Viele wollen die Wärme aus nachwachsenden Rohstoffen, so wie sie Hackschnitzelheizungen schon in Forchheim, Gräfenberg, Eggolsheim und auf dem Feuerstein liefern: Bauernverband, Waldbauernvereinigungen, der Landrat. Die Vorteile liegen auf der Hand: Energie aus der Region für die Region, umweltschonend genutzt und der Landwirtschaft eine Einkommensquelle darbietend.
Mit dem Bau der Mehrzweckhalle in Ebermannstadt wurde die Frage der Wärmeversorgung für das Schulzentrum aufgeworfen, vor allem deshalb, weil die Realschulheizung erneuert werden muss und die des Gymnasiums ihre „Halbwertszeit“ erreicht hat.
Bürgermeister Franz Josef Kraus ist vom Sinn einer Biomasse-Lösung überzeugt, aber den Stadtrat, der am 23. Juni über die Art der Beheizung entscheiden will, bewegen noch offene Fragen wie der Platzbedarf für das Heizwerk, die Zufahrt und Wendemöglichkeit für größere Lieferfahrzeuge. Außerdem bieten sich die Stadtwerke als Gaslieferant an.

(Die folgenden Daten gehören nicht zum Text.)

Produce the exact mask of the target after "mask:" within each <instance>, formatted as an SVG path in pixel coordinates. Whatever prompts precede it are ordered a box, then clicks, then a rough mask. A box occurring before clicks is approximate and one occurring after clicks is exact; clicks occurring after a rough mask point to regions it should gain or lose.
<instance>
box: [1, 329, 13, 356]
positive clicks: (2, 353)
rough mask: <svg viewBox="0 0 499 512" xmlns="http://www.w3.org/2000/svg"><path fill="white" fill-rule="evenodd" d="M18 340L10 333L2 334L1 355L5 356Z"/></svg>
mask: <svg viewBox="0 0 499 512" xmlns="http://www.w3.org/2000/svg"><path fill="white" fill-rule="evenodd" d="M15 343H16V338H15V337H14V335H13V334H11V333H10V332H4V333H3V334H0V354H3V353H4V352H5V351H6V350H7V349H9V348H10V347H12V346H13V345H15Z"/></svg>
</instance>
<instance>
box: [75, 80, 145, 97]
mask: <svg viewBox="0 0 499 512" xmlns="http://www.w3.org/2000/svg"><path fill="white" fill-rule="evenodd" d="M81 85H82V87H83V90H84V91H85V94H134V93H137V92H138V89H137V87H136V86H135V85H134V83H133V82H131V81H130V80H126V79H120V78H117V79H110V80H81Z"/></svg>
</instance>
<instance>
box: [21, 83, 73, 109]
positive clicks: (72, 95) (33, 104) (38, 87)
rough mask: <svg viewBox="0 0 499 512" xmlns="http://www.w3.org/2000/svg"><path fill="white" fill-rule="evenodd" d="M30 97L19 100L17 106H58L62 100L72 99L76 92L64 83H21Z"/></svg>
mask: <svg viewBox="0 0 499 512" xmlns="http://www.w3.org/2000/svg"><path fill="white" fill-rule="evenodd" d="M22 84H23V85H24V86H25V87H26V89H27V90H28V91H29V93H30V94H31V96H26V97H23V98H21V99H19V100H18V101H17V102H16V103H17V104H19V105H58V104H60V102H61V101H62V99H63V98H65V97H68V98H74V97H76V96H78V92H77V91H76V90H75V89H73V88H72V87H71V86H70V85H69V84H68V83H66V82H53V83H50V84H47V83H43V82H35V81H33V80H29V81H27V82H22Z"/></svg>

All die Fragen wurden jetzt bei einem Vorgespräch im Rathaus diskutiert. Neben Kraus nahmen Landrat Reinhardt Glauber, der Kreisvorsitzende des Bauernverbandes, Hermann Greif, und Ludwig Thiem, Geschäftsführer der Waldbauernvereinigung Fränkische Schweiz teil.
Glauber sieht im Schulzentrum ein „ideales Areal“, von dem aus auch Abnehmer im Wohnbereich bedient werden könnten. Thiem betonte, dass ausreichende Schwachholzressourcen vorhanden sind, allein die 500 Hektar Waldbesitz von Ebermannstadt würden zur Deckung des Bedarfs ausreichen. Bei einem unverbindlichen Gespräch in Moggast hätten bereits 20 Bauern Interesse gezeigt, Anteile bei der zu gründenden Gesellschaft zu zeichnen. Bei einer Einlage von 1000 Euro wird die Abnahme von fünf Tonnen Holz zu einem vorher bestimmten Preis garantiert, gibt es Optionen auf weitere Holzabnahme.
Eine Aufklärungsversammlung für Interessenten findet nun am Donnerstag, 3. Juli, im Gasthaus Sonne statt.